6. Statement of Cash Flows:
      Non-Cash Investing and Financing Activities:
          The Company recognized investing and financing activities that affected assets and liabilities, but did not result in cash receipts or payments. These non-cash activities are as follows:
          During the nine months ended September 30, 2007 and 2006, the Company financed the purchase of equipment in the amount of $2,631,933 and $4,785,794, respectively.
          During the nine months ended September 30, 2007 and 2006, the Company incurred $521,703 and $210,464, respectively, in stock-based compensation expense associated with stock option awards granted to employees, directors and consultants.
          During the nine months ended September 30, 2007 and 2006, the Company realized income tax benefits of $86,085 and $56,698, respectively, as a result of disqualifying dispositions of incentive stock options and exercises of nonqualified stock options, which is included in income taxes payable and additional paid-in capital.
7. Litigation and Claim Matters:
          The Company is a party to legal proceedings in the ordinary course of its business. With the exception of the matters detailed below, the Company believes that the nature of these proceedings (which generally relate to disputes between the Company and its subcontractors, material suppliers or customers regarding payment for work performed or materials supplied) are typical for a construction firm of its size and scope, and no other pending proceedings are deemed to be materially detrimental and some claims may prove beneficial to its financial condition.

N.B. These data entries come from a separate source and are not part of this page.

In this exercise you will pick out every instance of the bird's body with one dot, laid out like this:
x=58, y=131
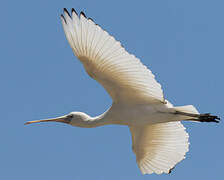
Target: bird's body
x=159, y=140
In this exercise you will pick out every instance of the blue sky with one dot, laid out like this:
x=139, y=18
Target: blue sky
x=180, y=41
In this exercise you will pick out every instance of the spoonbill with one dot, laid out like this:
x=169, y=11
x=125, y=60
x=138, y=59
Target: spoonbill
x=159, y=139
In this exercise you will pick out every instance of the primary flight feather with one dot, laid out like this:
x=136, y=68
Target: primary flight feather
x=159, y=140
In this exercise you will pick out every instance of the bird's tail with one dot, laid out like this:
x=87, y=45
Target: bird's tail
x=189, y=112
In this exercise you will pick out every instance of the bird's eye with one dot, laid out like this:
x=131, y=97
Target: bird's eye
x=70, y=116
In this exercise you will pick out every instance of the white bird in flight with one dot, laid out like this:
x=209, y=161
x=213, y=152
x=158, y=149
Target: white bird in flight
x=159, y=140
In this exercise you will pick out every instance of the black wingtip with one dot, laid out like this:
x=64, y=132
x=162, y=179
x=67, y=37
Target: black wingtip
x=66, y=11
x=83, y=14
x=171, y=169
x=62, y=16
x=209, y=118
x=74, y=11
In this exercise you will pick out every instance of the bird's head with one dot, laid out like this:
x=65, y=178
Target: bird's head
x=73, y=118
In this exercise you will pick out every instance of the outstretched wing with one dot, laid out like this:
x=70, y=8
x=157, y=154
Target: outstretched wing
x=124, y=77
x=159, y=147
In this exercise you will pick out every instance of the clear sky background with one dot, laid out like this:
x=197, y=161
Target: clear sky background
x=182, y=42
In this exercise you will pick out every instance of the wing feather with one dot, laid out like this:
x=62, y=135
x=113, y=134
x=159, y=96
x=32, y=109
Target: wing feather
x=123, y=75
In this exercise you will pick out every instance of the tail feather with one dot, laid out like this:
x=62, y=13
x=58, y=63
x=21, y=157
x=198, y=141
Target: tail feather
x=191, y=113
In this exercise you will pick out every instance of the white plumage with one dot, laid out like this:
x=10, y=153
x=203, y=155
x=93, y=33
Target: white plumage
x=158, y=137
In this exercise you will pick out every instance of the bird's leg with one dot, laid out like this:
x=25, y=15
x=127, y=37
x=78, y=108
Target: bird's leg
x=207, y=117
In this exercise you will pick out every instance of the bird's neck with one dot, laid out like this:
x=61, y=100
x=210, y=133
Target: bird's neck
x=92, y=122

          The following proceedings represent matters that may be material and have been referred to legal counsel for further action:
Requests for Equitable Adjustment to Construction Contracts . The Company or its subsidiaries has made claims as described below on the following contracts:
  (1)   Two contracts with the New Mexico State Highway and Transportation Department – The approximate total value of claims on these projects is $12.0 million of which $8.3 million is on behalf of MVCI and the balance of $3.7 million is on behalf of the prime contractor or subcontractors. The primary issues are changed conditions, plan errors and omissions, contract modifications and associated delay costs. In addition, the projects were not completed within the adjusted contract time because of events giving rise to the claims. The prosecution of the claims will include the appropriate extensions of contract time to offset any potential liquidated damages. The trial date has been re-scheduled for February 2008.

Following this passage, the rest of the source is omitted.